If you would like to try antineoplastons, contact the clinic at www.cancermed.com. While trials continue, the cost of the therapy is much cheaper.

You can read about Dr Burzynski and his struggle to test antineoplastons and help people with cancer by clicking here: Dr Burzynski. Once you’ve read about his trials and tribulations, you’ll be happy to note that in April 2005, the Burzynski Clinic received a note from the FDA stating that the FDA was considering approving antineoplastons for certain cancers.
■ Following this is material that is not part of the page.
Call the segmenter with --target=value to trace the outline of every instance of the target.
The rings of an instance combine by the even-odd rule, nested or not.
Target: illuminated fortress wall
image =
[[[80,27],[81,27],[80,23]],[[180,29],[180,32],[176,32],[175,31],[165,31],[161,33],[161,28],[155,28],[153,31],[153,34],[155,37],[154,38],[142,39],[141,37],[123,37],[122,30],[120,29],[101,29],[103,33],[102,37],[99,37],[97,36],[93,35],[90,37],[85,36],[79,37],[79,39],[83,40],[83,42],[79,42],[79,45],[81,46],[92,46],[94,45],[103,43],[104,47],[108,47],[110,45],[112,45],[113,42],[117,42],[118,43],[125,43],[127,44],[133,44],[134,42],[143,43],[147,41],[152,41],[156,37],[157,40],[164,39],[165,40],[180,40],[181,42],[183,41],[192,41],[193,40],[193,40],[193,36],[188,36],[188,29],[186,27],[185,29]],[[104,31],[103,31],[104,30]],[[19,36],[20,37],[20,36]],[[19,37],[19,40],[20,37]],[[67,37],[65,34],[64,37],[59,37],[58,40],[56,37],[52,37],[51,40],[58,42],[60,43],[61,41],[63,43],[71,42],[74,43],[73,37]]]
Description/ Source/ Components
"Burzynski isolated about 120 peptide fragments, amino acid derivatives, and organic acids and termed them antineoplastons, suggesting that the activity of these compounds represents a biochemical adjunct to the immune system. He focused on 2 formulations, which were reproduced synthetically, as being the most active in tumor inhibition-antineoplaston A10 and antineoplaston AS2-1."

"The term 'antineoplastons' is used to describe mixtures of peptides, amino acid derivatives, and organic acids that serve as components of a theoretical natural defense system against human cancers and other human diseases. A10 (a 1:4 ratio of phenylacetylisoglutamine and phenylacetylglutamine [PAG]) and AS2-1 (a 1:4 ratio of PAG and phenylacetic acid) are two such antineoplastons used by Burzynski and associates in the treatment of patients with recurrent anaplastic astrocytoma or glioblastoma multiforme."

Antineoplastons are a group of synthetic compounds that were originally isolated from human blood and urine by Stanislaw Burzynski, M.D., Ph.D., in Houston, Texas. (Cancer Facts 2002)

"Antineoplastons are derived from glutamine, isoglutamine, and phenylacetate salts; antineoplaston AS5 is phenylacetate itself." (Burzynski 1995)

It is administered by injection or orally.